Qué lección vamos a volcar, entonces, en aquellos que vendrán, aún más desganados, con la gélida perspectiva del exilio en la mente y la precariedad laboral, buscando ellos también oasis en los baños de bares y fuegos artificiales en las luces de neón. El momentáneo espejismo de la desbocada juventud eterna. Aunque un día se despierten y el punto ideal se haya ido pero quede la resaca, la depresión, la angustia existencial. Tal vez encontremos confetis en los zapatos, restos de las fiestas agonizantes que una vez fuimos, mientras esperabas verla de nuevo aparecer, doblar la esquina de la barra de aquel bar.
Y me acerco a eso que los pioneros llamaron formalizar. Tener una boca junto a la que despertarse cada día.
Ahora que la noche ha terminado, queda la sonrisa de comenzar el camino de un nuevo alba. Aunque haya un breve momento en el que piense, si echaré de menos ese otro amanecer, el que se distinguía nebuloso a través del humo de los bares.

09 enero 2014

Te conozco



Nunca sientes la vergüenza del silencio

Hay personas que asumen lo incierto de la vida con valor y coraje, aceptando lo inevitable de las variaciones, enfrentándose cada día con una fuerza inusual que les otorga además el desconocer el futuro, lo que les parece una idea fascinante, aunque se planteen angustiosos interrogantes acerca de la existencia.
Pero nunca tuve alma de aventurera, y no me gusta improvisar, corriendo el riesgo de quedar a la intemperie del destino. ¿Quién quiere arriesgarse? Ser valiente en la edad más fértil y peligrosa a veces conlleva ser estúpido. Los amores de las novelas y las películas son eso, burdas artimañas de la ficción, pero en la vida real tienes que jugar con las cartas que te dan, y no merece la pena envalentonarse con un órdago cuando tienes una mano segura. Y confortable.
Los amores no tiene que ser intensos, deben ser incondicionales. Duraderos. Que no se planteen demasiados interrogantes y acepten las respuestas de buen grado. El enamoramiento es el camino más fácil para volverse loca. Me basta un amor que no me falle.
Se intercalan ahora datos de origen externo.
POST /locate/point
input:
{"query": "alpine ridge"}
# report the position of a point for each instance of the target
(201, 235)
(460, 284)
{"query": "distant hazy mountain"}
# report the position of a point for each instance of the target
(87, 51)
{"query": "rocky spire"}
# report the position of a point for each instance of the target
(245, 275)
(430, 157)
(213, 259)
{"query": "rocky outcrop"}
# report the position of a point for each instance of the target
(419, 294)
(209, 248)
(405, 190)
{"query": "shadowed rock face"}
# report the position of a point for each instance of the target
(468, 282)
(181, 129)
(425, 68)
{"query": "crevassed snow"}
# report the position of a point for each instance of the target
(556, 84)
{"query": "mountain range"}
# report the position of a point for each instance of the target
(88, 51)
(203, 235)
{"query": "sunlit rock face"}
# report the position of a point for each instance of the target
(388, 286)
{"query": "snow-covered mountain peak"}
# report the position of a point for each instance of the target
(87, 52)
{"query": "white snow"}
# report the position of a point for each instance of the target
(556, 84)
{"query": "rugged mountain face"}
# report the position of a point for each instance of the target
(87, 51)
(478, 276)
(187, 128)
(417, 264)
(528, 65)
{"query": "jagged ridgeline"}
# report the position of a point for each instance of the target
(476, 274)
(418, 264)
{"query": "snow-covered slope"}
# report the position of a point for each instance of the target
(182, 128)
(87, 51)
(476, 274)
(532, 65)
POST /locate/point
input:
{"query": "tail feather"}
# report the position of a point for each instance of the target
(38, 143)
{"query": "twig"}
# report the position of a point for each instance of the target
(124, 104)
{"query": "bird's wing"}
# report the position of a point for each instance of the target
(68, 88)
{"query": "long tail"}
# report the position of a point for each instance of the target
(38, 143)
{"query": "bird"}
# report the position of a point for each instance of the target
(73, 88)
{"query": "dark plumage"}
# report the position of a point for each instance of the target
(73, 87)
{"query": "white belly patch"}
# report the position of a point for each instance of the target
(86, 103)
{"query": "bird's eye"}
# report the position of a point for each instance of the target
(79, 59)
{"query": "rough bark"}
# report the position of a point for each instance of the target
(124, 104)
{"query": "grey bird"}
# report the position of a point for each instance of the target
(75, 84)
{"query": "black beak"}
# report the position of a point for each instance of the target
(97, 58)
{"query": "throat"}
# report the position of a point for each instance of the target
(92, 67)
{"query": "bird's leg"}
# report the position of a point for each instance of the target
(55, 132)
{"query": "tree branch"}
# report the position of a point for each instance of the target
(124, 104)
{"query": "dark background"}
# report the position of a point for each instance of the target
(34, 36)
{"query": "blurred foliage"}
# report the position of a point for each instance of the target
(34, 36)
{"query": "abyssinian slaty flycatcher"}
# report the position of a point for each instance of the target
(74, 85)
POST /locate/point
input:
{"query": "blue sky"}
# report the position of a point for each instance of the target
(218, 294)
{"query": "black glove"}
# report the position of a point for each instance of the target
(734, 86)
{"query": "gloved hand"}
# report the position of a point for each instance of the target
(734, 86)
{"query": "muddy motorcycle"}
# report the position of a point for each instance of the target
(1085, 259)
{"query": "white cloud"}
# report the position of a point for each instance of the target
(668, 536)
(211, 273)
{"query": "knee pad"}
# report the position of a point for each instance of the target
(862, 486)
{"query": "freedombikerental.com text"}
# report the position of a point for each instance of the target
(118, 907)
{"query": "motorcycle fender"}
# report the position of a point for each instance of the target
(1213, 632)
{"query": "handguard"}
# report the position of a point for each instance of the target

Me da igual que me tachen de conservadora o conformista, es muy de ideales de juventud preferir volar libremente, a expensas de los disparos, a quedarse en tu jaula de oro. A mí los barrotes no me incomodan. Los tengo desde siempre, forman parte de mi memoria genética. Y me dan calor. Consuelo. Respiro. Es confortable tener una seguridad que ha sido perfectamente meditada.
Está bien contar con posibles, ser admirada, huir de los rumores, mantener una marca intachable. Esa firma lo acredita. Lo siento mucho por las hienas y resentidos, pero yo soy la señora de. Quien quiera acusarme que tire la primera piedra. Que levante la mano el que no lleve a cuestas algún tipo de hipocresía en su vida.
Lo que pasa que les fastidia verme sonreír, contemplarme bien vestida, impecable siempre, con una familia maravillosa que prefiere no hacer preguntas para perpetuar este sistema que nunca ha dado que hablar.
El único pero que puedo destacar es que, de vez en cuando, cada mucho tiempo, se me cruza alguien que me mira, y parece que en esos desconocidos ojos hay rescoldos de otros tiempos. Esa persona que no dice nada, sólo un simple intercambio de miradas, pero que en sus ojos firmes encuentro un escalofrío, breve, fugaz, como si me hubieran descubierto y dejado desnuda y expuesta, adivinando como soy; un escalofrío porque me parece que en su gesto del rostro puedo leer: "Te conozco".